NVlabs / timeloop

Timeloop performs modeling, mapping and code-generation for tensor algebra workloads on various accelerator architectures.
https://timeloop.csail.mit.edu/
BSD 3-Clause "New" or "Revised" License
340 stars 104 forks source link

Deconvolution layer #67

Closed Diksha-Moolchandani closed 1 year ago

Diksha-Moolchandani commented 3 years ago

Hi,

Can the deconvolution / transposed convolution layer be modeled / handled in timeloop? Is there an example to specify this problem in yaml?

Deconvolution is essentially convolution with upsampling. The input feature maps are upsampled by inserting zeros in between original values and then the feature map is convolved with a filter.

So, my plan is to use the upsampled feature map as input and consider it as a normal convolution. Then I can either use the construct_workloads.py script from timeloop-accelergy-exercises or manually generate the yaml file.

Is this the right approach?

vmiheer commented 3 years ago

As you describe the up-sampling is done with just inserting zeros and those zeros get multiplied with kernel to produce zero. More optimal thing would be to not upscale before convolution.

http://d2l.ai/chapter_computer-vision/transposed-conv.html shows mxNet/python code for deconvolution. If we were writing it in C/C++ the more elaborate code would be:

for (w = 0; w < IW; ++w)
    for (h = 0; h < IH; ++h)
        for (r = 0; r < FW; ++r)
            for (s = 0; s < FH; ++s)
                Y[h+s][w+r] += I[h][w] * W[s][r]

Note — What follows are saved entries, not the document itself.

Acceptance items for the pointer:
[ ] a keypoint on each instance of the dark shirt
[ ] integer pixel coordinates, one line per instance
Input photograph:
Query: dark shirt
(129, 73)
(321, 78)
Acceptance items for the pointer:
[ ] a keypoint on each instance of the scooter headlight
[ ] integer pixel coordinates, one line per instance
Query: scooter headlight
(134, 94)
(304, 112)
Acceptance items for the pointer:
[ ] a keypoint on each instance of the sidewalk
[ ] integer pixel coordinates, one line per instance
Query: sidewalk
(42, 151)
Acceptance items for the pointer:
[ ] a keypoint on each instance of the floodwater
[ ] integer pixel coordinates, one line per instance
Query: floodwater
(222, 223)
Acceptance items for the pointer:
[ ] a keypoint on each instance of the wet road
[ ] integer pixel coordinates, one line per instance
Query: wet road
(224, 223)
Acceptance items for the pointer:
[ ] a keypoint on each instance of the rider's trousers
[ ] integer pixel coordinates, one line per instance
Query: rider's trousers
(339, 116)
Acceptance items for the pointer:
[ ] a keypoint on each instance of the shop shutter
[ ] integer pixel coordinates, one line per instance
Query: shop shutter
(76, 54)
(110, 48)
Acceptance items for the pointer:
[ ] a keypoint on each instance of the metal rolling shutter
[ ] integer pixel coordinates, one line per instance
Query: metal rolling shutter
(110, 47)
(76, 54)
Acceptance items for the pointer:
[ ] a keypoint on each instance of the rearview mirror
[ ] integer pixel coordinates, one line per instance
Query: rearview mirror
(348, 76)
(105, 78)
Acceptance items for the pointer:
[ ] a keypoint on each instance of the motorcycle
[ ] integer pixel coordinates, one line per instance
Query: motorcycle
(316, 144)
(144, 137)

This can be expressed in timeloop as below:

timeloop-model.yaml ```yaml architecture: name: Chip subtree: - local: - attributes: depth: 128 read_bandwidth: 4 width: 16 word-bits: 16 write_bandwidth: 4 class: regfile name: RegisterFile - attributes: datawidth: 16 class: intmac name: MACC name: PE0 version: 0.3 mapping: - factors: H=2 W=2 R=2 S=2 permutation: R S H W target: RegisterFile type: temporal problem: instance: H: 2 R: 2 S: 2 W: 2 shape: data-spaces: - name: Weights projection: - - - R - - - S - name: Inputs projection: - - - H - - - W - name: Outputs projection: - - - H - - S - - - W - - R read-write: true dimensions: - R - S - H - W name: CNN-Layer ```

Running this example indeed shows: MACCs = 16 Utilized capacity 4 for inputs and weights and 9 for Outputs as expected and shown in the diagram in the website.